Comme je l’ai souvent souligné, la longue lutte pour la détente ou la large coopération Américano-Russe (soviétique et post-soviétique) a comporté de nombreux actes de sabotage des deux côtés, bien que le plus souvent en provenance des agences de renseignement et de défense américaines. Les lecteurs se souviendront peut-être du sommet entre Eisenhower et Khrouchtchev qui devait se tenir à Paris en 1960 mais fut annulé lorsqu’un avion espion américain fut abattu au-dessus de l’Union soviétique, un vol intrusif apparemment non autorisé par le Président Eisenhower. Plus récemment, en 2016, le plan mis en place par le président d’alors, Obama, et par Poutine pour une coopération Américano-Russe en Syrie fut annulé par une attaque orchestrée par le Département de la défense des troupes syriennes soutenues par les Russes.
Aujourd’hui le sabotage de la détente semble de nouveau se répéter. Comme l’article du New York Times l’indique clairement, le parti belliciste de Washington, ou peut-être le fervent parti de la guerre froide, que Sanger et Perlroth qualifient dans un euphémisme de « partisans d’une stratégie plus agressive » est en action.

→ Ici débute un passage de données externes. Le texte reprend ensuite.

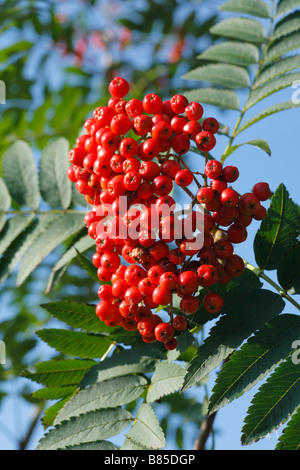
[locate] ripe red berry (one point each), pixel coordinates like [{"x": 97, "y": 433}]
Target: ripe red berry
[
  {"x": 184, "y": 178},
  {"x": 194, "y": 111},
  {"x": 211, "y": 125},
  {"x": 152, "y": 104},
  {"x": 262, "y": 191},
  {"x": 164, "y": 332},
  {"x": 118, "y": 87},
  {"x": 213, "y": 169},
  {"x": 180, "y": 323},
  {"x": 189, "y": 304}
]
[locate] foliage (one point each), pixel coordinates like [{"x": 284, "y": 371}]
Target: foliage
[{"x": 105, "y": 383}]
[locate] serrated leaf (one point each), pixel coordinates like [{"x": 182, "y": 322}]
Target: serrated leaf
[
  {"x": 290, "y": 439},
  {"x": 278, "y": 231},
  {"x": 271, "y": 87},
  {"x": 63, "y": 227},
  {"x": 243, "y": 318},
  {"x": 59, "y": 373},
  {"x": 90, "y": 427},
  {"x": 277, "y": 108},
  {"x": 54, "y": 393},
  {"x": 232, "y": 52},
  {"x": 225, "y": 99},
  {"x": 107, "y": 394},
  {"x": 85, "y": 243},
  {"x": 77, "y": 315},
  {"x": 277, "y": 69},
  {"x": 137, "y": 360},
  {"x": 288, "y": 272},
  {"x": 229, "y": 76},
  {"x": 287, "y": 25},
  {"x": 281, "y": 46},
  {"x": 274, "y": 403},
  {"x": 243, "y": 29},
  {"x": 75, "y": 343},
  {"x": 285, "y": 6},
  {"x": 100, "y": 445},
  {"x": 55, "y": 186},
  {"x": 146, "y": 430},
  {"x": 20, "y": 175},
  {"x": 269, "y": 346},
  {"x": 259, "y": 143},
  {"x": 249, "y": 7},
  {"x": 167, "y": 379}
]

Bien entendu Trump a été contrecarré de façon répétée dans ses précédentes tentatives de détente, essentiellement par les allégations discréditées du Russiagate qui continuent à être soutenues par le parti de la guerre et ce malgré le manque évident de preuves. (On peut aussi rappeler que sa précédente rencontre au sommet avec Poutine fut largement et honteusement considérée comme une « trahison » par des groupes influents du monde politico-médiatique américain de l’establishment.)
La détente avec la Russie a toujours été une quête politique marquée par une farouche opposition et émaillée de crises, mais à l’évidence recherchée dans l’intérêt des États-Unis et du monde. Aucun président américain ne peut la réaliser sans un large soutien des deux partis [démocrate et républicain, NdT], ce dont manque manifestement Trump. Quel genre de catastrophe sera nécessaire (en Ukraine, dans la région balte, en Syrie ou quelque part sur le réseau électrique russe) pour secouer les Démocrates américains et tous ceux atteints par ce qu’on peut appeler, à raison, leur syndrome de dérangement Trumpien, en particulier dans le domaine de la sécurité nationale américaine ? Pendant ce temps le « Bulletin des scientifiques du nucléaire » a récemment réglé l’horloge de l’apocalypse sur deux minutes avant minuit. [L’horloge de la fin du monde ou horloge de l’Apocalypse est une horloge conceptuelle créée peu de temps après le début de la guerre froide et mise à jour depuis 1947 par les directeurs du Bulletin of the Atomic Scientists de l’université de Chicago, sur laquelle minuit représente la fin du monde. NdT].
* Stephen F. Cohen est professeur émérite en études et politique russes à la New York University et à Princeton University. Collaborateur à la rédaction de Nation, son nouveau livre « La guerre avec la Russie ? de Poutine et l’Ukraine à Trump et le Russiagate » est disponible en livre de poche et en édition numérique.
Source : The Nation, Stephen F. Cohen, 19-06-2019
Traduit par les lecteurs du site www.les-crises.fr.